Florida Attorney General v. World Professional Association for Transgender Health, Endocrine Society, and American Academy Of Pediatrics (Fla. 2025).
Scholarly Journal Lawsuit Dismissed
The plaintiffs in this case, a group of scholars, scientists, and professors, claim that publishers of peer-reviewed scholarly journals – Elsevier, John Wiley & Sons, Sage, Springer, Taylor & Francis and Wolters
Kluwer Health, Inc. - and their trade association, the International Association of Scientific, Technical, and Medical Publishers, conspired to suppress competition by adopting a set of principles that: (1) prohibit authors from submitting their manuscripts to more than one journal at a time; (2) restrict the exchange of scientific research while a manuscript is under submission; and (3) enact requirements that peer review work be uncompensated.

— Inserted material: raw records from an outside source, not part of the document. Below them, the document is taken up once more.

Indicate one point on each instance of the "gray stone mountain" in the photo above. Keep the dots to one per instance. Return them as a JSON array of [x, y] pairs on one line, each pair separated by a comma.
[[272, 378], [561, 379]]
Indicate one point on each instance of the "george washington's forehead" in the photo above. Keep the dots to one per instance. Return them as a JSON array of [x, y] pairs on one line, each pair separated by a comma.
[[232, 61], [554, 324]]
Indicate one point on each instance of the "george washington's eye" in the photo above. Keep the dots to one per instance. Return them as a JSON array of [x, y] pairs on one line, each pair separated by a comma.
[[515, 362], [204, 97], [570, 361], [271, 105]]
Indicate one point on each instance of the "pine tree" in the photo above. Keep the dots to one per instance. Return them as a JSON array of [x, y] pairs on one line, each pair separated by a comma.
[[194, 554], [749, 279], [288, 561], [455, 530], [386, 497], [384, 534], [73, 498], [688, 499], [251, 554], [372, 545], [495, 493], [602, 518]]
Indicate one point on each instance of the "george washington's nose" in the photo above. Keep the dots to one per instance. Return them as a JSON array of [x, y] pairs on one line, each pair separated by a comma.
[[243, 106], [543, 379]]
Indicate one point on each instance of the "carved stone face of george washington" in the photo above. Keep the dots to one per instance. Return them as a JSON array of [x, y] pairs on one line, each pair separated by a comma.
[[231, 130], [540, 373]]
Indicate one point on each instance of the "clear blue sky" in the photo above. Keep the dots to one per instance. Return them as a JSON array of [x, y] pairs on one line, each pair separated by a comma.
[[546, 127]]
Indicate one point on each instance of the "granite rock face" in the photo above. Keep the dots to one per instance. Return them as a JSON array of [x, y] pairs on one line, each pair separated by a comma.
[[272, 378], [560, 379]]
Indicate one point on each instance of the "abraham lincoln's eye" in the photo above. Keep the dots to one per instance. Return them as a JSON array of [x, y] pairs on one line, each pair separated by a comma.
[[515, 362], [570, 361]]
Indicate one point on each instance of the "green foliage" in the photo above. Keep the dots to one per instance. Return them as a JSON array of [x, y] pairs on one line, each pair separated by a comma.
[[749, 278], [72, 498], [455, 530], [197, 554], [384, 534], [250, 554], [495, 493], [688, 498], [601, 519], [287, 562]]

As evidence that the publishers entered into an agreement with each other on these matters, the plaintiffs cite the “International Ethical Principles for Scholarly Publication” published by their trade association, the International Association of Scientific, Technical, and Medical Publishers. But the court rejected the assertion that these Principles are proof of an actual agreement necessary to support an allegation of an antitrust conspiracy:
To read the Principles as anything other than a collection of policies and guidelines concerning best practices for publishers, editors, and authors involved in the scholarly publication process requires a significant inferential leap. To arrive at Plaintiffs’ interpretation that four out of the 21 Principles are actually a set of three “rules” that bind the Defendants to anticompetitive practices not only requires a tortured reading of the provisions that make up Plaintiffs’ purported “rules,” but otherwise ignores the plain language of the Principles as a whole.”